# Number of substrings divisible by 8 and not by 3 in C++

A string of 0-9 is given. For this problem, we need to calculate the number of strings that are divisible by 8 and not by 3. This is a 2 step problem, and we need to do the code one step at a time to solve it, for example

Input

str = "80"

Output

2

Input

str = "7675636788"

Output

15

## Approach to Find the Solution

Only numbers with their last 3 digits are divisible by 8, and their sum of digits divisible by 3 are divisible by 8.

Now store the prefix sum of the string so that the sum of digits of prefix module 3 is either 0,1, or 2. Then the string is iterated for all the positions of i. Then count the number of substrings at i, which are divisible by 8—now, subtracting the number of substrings at i, which are divisible by 3 from this value.

|S| X 3 size 2D array is defined, |S| is the size of a string, say dp[i][j].

At any index i dp[i][j]. Starting from index i to 0, the number of substrings have the output j. So 0<=j<=0, since module 3.

We need to iterate over the string to check if one-digit, two-digit, and three-digit numbers are divisible by 8.

• To determine if a character is 8 at index, check the number at index.

• Divide the number by 8 rather than 3 if there are two digits.

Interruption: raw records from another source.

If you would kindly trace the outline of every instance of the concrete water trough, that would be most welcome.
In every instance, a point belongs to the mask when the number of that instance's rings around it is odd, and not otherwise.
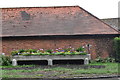
[[[17,61],[34,61],[34,60],[47,60],[48,65],[53,65],[53,60],[84,60],[84,64],[89,64],[91,55],[41,55],[41,56],[12,56],[12,65],[16,66]]]

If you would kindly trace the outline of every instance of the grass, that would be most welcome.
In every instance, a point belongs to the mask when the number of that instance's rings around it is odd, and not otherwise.
[[[1,70],[2,78],[70,78],[76,76],[90,76],[93,74],[117,74],[118,63],[91,63],[89,65],[105,65],[105,68],[89,68],[89,69],[71,69],[64,67],[54,67],[45,69],[30,69],[30,70]],[[15,67],[31,67],[35,65],[23,65]],[[13,66],[2,66],[3,68],[14,68]]]

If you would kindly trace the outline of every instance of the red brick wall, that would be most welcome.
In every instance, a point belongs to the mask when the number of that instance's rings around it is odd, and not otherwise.
[[[113,37],[110,36],[51,36],[51,37],[16,37],[3,38],[2,51],[10,54],[12,50],[17,49],[55,49],[72,46],[77,48],[91,44],[90,53],[92,59],[98,55],[101,57],[108,57],[113,54]]]

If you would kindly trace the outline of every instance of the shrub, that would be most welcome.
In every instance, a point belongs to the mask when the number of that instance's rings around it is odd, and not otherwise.
[[[84,51],[85,51],[85,49],[84,49],[84,48],[82,48],[82,47],[79,47],[79,48],[77,48],[77,49],[76,49],[76,51],[77,51],[77,52],[84,52]]]
[[[95,59],[94,62],[102,62],[102,63],[105,63],[105,62],[115,62],[115,59],[111,58],[111,57],[108,57],[108,58],[98,57],[98,58]]]
[[[0,64],[2,66],[9,66],[11,65],[11,61],[10,61],[10,57],[9,56],[5,56],[5,55],[0,55]]]
[[[18,51],[12,51],[12,52],[11,52],[11,55],[12,55],[12,56],[18,55]]]
[[[51,49],[48,49],[48,50],[46,50],[46,52],[52,53],[52,50],[51,50]]]
[[[120,37],[114,38],[115,60],[120,62]]]

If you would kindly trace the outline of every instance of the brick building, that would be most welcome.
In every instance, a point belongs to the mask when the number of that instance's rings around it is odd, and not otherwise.
[[[118,31],[79,6],[2,9],[2,52],[92,45],[92,58],[113,54]]]

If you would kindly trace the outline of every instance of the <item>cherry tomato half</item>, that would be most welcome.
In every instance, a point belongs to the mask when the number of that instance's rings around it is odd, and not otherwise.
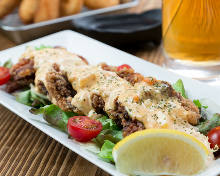
[[[217,145],[220,148],[220,126],[213,128],[208,133],[210,147],[214,148]]]
[[[75,140],[88,142],[101,132],[102,124],[87,116],[75,116],[68,120],[67,129]]]
[[[127,64],[120,65],[120,66],[117,67],[117,71],[121,71],[121,70],[123,70],[125,68],[131,69],[131,66],[127,65]]]
[[[0,67],[0,86],[10,80],[10,72],[8,68]]]

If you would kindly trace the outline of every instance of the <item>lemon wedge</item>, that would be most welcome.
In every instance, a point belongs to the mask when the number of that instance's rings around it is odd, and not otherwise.
[[[129,175],[195,175],[206,168],[209,149],[195,137],[169,129],[147,129],[113,148],[116,168]]]

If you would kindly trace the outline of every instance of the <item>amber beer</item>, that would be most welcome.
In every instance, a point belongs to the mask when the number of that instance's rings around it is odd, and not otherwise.
[[[163,43],[169,58],[220,63],[220,0],[163,0]]]

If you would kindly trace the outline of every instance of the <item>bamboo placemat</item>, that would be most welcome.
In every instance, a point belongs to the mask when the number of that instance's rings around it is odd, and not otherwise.
[[[143,0],[135,11],[160,7],[161,0]],[[0,34],[0,50],[15,44]],[[163,63],[160,47],[131,46],[127,52]],[[0,97],[1,98],[1,97]],[[109,176],[0,105],[0,176]]]

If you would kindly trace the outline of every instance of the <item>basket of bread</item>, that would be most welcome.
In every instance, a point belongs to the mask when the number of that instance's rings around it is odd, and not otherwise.
[[[83,7],[101,9],[117,6],[126,0],[0,0],[0,18],[18,8],[24,24],[38,23],[78,14]]]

Let us assume the number is divisible by 8. There must be two (1-3) substrings if it is divisible by 8. However, it will also have the substrings, which are divisible by 8. To remove them.

## Example

#include <bits/stdc++.h>
using namespace std;

#define MAX 1000
int count (char s[], int len) {
int cur = 0,
dig = 0;
int sum[MAX], dp[MAX][3];
memset (sum, 0, sizeof (sum));
memset (dp, 0, sizeof (dp));
dp[0][0] = 1;
for (int i = 1; i <= len; i++) {
dig = int (s[i - 1]) - 48;
cur += dig;
cur %= 3;
sum[i] = cur;
dp[i][0] = dp[i - 1][0];
dp[i][1] = dp[i - 1][1];
dp[i][2] = dp[i - 1][2];
dp[i][sum[i]]++;
}
int ans = 0, dprev = 0, value = 0, dprev2 = 0;
for (int i = 1; i <= len; i++) {
dig = int (s[i - 1]) - 48;
if (dig == 8) ans++;
if (i - 2 >= 0) {
dprev = int (s[i - 2]) - 48;
value = dprev * 10 + dig;
if ((value % 8 == 0) && (value % 3 != 0)) ans++;
}
// Taking 3 digit number.
if (i - 3 >= 0){
dprev2 = int (s[i - 3]) - 48;
dprev = int (s[i - 2]) - 48;
value = dprev2 * 100 + dprev * 10 + dig;
if (value % 8 != 0) continue;
ans += (i - 2);
ans -= (dp[i - 3][sum[i]]);
}
}
return ans;
}
int main () {
char str[] = "7675636788";
int len = strlen (str);
cout << count (str, len) << endl;
return 0;
}

## Output

4

## Conclusion

In this problem, we learned how to find the number of substrings divisible by 8 and not by 3 along with the c++ code. This code can also be written in java, python, and other languages. To solve this problem, we have reversed a string to find the number of substrings divisible by 8 but not divisible by 3. It is a very straightforward problem once we divide it into 2 parts.